Approximation of ab initio potentials of carbon nanomaterials with machine learning

Detta är en L3-uppsats från Luleå tekniska universitet/Institutionen för teknikvetenskap och matematik; ;

Författare: Oscar Lundberg; Oskar Bjersing; Martin Eriksson; [2017]

Nyckelord: ;

Sammanfattning: In this work potentials of carbon nanomaterials calculated with Density Functional Theory (DFT) are approximated using an Artificial Neural Network (ANN). Previous work in this field has focused on estimating potential energies of bulk structures. We investigate the possibility to approximate both the potential energies and the forces of periodic carbon nanotubes (CNTs) and fullerenes. The results indicate that for test structures similar to those in the training set the ANN approximates the energies to within 270 meV/atom (< 3.7% error, RMSE 40 meV/atom) and the forces to within 7.5 eV/Å (< 73% error, RMSE 1.34 eV/Å) per atom compared with DFT calculations.

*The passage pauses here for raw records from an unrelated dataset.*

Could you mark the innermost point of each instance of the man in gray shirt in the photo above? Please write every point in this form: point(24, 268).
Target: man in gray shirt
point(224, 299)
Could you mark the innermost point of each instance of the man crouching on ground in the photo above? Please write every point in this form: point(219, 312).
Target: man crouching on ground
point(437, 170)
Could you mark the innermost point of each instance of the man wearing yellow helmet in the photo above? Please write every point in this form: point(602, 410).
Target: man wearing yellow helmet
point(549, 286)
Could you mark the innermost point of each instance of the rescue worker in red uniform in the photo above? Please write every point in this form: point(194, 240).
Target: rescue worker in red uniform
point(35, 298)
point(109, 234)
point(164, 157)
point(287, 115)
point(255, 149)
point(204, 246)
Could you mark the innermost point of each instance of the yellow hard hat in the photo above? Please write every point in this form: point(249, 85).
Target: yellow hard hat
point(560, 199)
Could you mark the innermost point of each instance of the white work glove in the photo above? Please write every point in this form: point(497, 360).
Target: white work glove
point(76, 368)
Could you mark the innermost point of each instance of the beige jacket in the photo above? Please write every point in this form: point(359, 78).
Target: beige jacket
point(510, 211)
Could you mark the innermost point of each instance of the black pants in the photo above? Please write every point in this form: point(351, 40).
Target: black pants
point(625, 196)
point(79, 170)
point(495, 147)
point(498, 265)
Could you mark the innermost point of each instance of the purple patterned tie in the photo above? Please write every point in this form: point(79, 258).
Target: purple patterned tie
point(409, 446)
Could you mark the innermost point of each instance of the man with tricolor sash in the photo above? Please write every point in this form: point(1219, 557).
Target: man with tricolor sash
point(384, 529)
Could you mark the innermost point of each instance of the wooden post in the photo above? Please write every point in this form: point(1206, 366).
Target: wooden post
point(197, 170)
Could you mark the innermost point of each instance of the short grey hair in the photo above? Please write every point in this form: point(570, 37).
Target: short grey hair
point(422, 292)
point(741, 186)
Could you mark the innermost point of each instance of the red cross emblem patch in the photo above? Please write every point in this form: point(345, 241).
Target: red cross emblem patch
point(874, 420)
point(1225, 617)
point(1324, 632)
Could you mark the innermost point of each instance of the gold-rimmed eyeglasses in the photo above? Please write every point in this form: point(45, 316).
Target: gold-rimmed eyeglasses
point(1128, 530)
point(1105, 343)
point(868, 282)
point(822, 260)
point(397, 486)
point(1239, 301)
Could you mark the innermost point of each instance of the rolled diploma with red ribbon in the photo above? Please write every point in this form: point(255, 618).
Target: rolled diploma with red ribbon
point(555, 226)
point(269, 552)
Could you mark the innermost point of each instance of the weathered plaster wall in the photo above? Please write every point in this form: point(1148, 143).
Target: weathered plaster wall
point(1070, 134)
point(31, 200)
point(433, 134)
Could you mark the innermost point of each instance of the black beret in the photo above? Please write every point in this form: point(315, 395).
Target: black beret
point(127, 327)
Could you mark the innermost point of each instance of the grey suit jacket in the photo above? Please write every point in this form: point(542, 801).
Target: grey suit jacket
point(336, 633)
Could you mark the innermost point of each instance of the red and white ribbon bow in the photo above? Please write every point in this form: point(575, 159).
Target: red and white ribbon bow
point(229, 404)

Furthermore, we investigate how well the ANN approximates the potentials and forces in structures that are combinations of CNTs and fullerenes (capped CNTs) and find that the ANN generalizes the potential energies to within 100 meV/atom (< 1.1% error, RMSE 78 meV/atom) and the forces to within 6 eV/Å (< 60% error, RMSE 0.55 eV/Å) per atom. The ANN approximated potentials and forces are used to geometry optimize CNTs and we observe that the optimized periodic CNTs match DFT calculated structures and energies while the capped CNTs result in comparable energies but incorrect structures compared to DFT calculations. Considering geometry optimization performed with ANN on CNTs the errors lie within 170 meV/atom (< 1.8% error) with an RMSE of 20 meV/atom. For the geometry optimizations of the capped CNTs the errors are within 430 meV/atom (< 5.5% error) with an RMSE of 14 meV/atom. All results are compared with empirical potentials (ReaxFF) and we find that the ANN approximated potentials are more accurate than the best tested empirical potential. This work shows that machine learning may be used to approximate DFT calculations. However, for further applications our conclusion is that the error of the estimated forces must be reduced further. Finally, we investigate the computing time (number of core hours) required and find that the ANN is about two orders of magnitude faster than DFT and three to four orders of magnitude slower than ReaxFF. For the unseen data the ANN is still around 2 orders of magnitude quicker than the DFT but here it is around 4 order of magnitude slower than ReaxFF.